Free ribosomes produce cytoplasm proteins, nuclear proteins, mitochondrial proteins, and peroxisomal proteins.
Post-translational modifications include adding sugars, lipids, phosphate groups, hydroxyl groups, methyl, acetyl, and cutting.
Glycosylation is post-translational modification of a polypeptide with sugar. An example of this is antigens and red blood cells.
Lipidation is the post translational modification of a polypeptide with lipids. An example of this is with cell and organelle membranes.

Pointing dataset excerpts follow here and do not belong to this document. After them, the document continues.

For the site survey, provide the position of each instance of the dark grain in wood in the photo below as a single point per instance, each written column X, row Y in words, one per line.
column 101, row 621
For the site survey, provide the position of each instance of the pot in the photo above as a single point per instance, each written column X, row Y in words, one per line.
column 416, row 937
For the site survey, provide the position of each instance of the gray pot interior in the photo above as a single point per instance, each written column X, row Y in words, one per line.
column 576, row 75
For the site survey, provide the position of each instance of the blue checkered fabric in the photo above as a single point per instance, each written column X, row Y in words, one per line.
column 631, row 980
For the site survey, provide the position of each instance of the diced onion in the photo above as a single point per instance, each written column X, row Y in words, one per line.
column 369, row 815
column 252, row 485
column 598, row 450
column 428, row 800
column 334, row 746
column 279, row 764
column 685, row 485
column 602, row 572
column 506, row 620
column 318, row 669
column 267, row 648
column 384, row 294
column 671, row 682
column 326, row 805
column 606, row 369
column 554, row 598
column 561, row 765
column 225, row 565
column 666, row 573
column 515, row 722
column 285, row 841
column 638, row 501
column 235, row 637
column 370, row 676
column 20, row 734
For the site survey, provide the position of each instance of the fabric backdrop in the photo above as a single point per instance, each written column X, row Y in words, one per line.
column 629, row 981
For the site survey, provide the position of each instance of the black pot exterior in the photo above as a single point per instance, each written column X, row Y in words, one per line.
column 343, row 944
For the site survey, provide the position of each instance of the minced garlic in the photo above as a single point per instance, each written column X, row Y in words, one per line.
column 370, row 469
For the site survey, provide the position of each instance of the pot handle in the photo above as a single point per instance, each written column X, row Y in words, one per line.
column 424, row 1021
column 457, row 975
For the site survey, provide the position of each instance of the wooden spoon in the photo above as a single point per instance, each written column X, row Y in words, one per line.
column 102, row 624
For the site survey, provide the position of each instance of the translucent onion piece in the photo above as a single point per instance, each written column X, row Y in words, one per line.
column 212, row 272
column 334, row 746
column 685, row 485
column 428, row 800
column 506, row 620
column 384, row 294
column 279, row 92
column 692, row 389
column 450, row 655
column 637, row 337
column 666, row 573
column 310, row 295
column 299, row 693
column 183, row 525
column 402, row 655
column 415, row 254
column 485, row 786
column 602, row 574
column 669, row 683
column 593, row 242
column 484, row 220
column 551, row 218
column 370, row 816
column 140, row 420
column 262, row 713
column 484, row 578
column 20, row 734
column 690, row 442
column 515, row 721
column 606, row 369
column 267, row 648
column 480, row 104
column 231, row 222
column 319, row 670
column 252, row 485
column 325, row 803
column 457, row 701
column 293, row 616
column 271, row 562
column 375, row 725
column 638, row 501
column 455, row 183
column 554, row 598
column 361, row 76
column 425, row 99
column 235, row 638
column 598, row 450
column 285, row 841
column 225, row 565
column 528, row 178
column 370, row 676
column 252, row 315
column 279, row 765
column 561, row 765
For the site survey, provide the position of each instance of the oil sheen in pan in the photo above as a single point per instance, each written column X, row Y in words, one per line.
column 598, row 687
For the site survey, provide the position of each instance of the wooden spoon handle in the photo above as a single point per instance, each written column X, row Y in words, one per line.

Phosphorylation is post translational modification of a polypeptide with a phosphoryl group. An example of this is protein kinase A, where a phosphoryl group activates it.
Hydroxylation is the post translational modification of a polypeptide with a hydroxyl group. An example of this is collagen.
Methylation is the post transcriptional modification of polypeptide with a methyl group. This binds to histone, making it tighter and decreasing transcription.